Western Bean Cutworm: A threat to Iowa's fields this summer
ABOVE: Western Bean Cutworm Larva (Iowa State University)
The Western Bean Cutworm (WBC) has moved into Iowa — and the rest of the Midwest — and it’s making itself at home. The insect first appeared in Iowa in 2000, and has been confirmed in all 99 counties, according to Ag extension experts. Not only are the insects in Iowa, they’re marching east with confirmed cases in Michigan and Ohio.
It is possible to control the pests, but it will take careful scouting and well timed insecticide application. There is no doubt that Western Bean Cutworm is here, and we are going to have to deal with it long-term.
While scouting your fields this season, follow these tips for dealing with Western Bean Cutworm:
- Plants are most vulnerable to cutworm damage just prior to pollination.
- These cutworms feed on silks, tassels, and ears depending on the time of emergence.
- Cutworm feedings cause direct effects on yield, but it also allows other pests to invade wounded plants. Yield losses can reach up to 30-40 percent.
- WBC’s over-winter in the larval stage and emerge in the pupil stage in May and June.
- In mid-July, the pest will be fully developed as an adult. During this time, farmers should scout for moths both in the air and lying in the upper third of the plant.
- Adults will invade during the late whorl stage to begin laying their eggs.
- Scout for clusters of eggs on the upper-third of the plant. Eggs may also be found on the underside of leaves.
- Eggs hatch five days later and WBC larvae begin to feed for the following 3 to 5 weeks.
- In September, the pests return to the soil and begin to prepare for the wintering stage.
- Farmers should follow these general rules of thumb when scouting and determining WBC thresholds in their fields this season.

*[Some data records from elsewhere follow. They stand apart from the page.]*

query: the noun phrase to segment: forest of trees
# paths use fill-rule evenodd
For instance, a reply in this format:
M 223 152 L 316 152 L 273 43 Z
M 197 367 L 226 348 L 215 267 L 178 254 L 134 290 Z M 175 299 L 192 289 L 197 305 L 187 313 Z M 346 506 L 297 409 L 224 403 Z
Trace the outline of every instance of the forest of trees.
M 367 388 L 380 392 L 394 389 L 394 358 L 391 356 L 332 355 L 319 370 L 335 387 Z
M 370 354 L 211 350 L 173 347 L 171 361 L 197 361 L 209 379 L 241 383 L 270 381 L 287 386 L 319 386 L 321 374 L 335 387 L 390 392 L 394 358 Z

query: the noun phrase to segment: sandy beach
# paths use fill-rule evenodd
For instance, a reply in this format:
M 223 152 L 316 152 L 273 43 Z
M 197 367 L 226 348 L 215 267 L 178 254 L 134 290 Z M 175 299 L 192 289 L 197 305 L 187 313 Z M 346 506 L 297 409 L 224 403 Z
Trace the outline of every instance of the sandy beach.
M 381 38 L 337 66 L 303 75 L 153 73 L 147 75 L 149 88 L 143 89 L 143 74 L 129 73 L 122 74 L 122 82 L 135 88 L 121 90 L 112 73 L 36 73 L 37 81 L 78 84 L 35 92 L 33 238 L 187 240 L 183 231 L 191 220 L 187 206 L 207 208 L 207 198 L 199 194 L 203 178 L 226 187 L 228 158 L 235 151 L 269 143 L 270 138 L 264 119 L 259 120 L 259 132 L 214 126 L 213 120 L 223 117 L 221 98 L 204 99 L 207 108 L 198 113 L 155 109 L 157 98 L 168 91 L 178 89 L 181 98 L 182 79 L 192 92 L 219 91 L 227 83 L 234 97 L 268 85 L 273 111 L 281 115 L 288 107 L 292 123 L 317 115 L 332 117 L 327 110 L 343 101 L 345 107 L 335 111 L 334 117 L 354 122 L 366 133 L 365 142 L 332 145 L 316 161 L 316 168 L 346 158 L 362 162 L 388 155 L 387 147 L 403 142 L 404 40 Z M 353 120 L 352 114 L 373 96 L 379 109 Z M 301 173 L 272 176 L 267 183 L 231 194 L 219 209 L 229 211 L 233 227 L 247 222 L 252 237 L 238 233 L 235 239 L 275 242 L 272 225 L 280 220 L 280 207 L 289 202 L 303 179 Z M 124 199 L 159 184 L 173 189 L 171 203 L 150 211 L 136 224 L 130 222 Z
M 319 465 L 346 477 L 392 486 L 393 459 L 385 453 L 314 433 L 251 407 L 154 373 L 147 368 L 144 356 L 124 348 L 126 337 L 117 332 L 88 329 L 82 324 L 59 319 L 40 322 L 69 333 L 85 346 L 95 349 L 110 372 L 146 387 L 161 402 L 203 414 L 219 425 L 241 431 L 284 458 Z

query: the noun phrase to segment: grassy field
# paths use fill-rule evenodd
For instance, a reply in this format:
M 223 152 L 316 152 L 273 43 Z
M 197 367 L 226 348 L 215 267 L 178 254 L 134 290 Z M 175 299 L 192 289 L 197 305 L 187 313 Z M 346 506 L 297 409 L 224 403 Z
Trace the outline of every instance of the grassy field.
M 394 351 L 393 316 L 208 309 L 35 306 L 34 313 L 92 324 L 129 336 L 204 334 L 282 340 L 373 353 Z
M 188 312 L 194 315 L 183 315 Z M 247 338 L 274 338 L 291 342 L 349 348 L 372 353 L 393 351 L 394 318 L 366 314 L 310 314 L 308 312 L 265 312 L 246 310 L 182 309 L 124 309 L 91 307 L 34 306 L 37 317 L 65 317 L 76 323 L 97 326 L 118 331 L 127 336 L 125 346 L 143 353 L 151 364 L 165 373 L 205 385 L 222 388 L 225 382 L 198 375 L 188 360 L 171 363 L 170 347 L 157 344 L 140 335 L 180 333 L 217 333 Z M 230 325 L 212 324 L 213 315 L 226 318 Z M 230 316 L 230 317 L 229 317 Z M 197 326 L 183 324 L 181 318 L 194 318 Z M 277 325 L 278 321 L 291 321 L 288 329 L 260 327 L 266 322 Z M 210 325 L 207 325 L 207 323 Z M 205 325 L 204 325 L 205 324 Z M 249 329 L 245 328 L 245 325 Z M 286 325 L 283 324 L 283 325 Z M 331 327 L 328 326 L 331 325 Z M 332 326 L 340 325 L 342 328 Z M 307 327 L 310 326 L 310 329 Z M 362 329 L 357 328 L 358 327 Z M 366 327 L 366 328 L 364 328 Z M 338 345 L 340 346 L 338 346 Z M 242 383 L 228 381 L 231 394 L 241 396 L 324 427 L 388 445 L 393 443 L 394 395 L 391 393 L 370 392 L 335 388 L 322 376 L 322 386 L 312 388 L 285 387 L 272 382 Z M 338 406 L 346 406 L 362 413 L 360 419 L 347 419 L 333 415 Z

Treat if…
- Eight percent of plants show presence of egg masses or larvae, and 90-95% of tassels has emerged.
- If tassels are already emerged at the time of diagnosis, 70-90% of the eggs should be hatched before application of insecticide.
- Timing of insecticide application is critical for control of the WBC. Once the insect tunnels into the silk channel, treatment by insecticide is almost-impossible.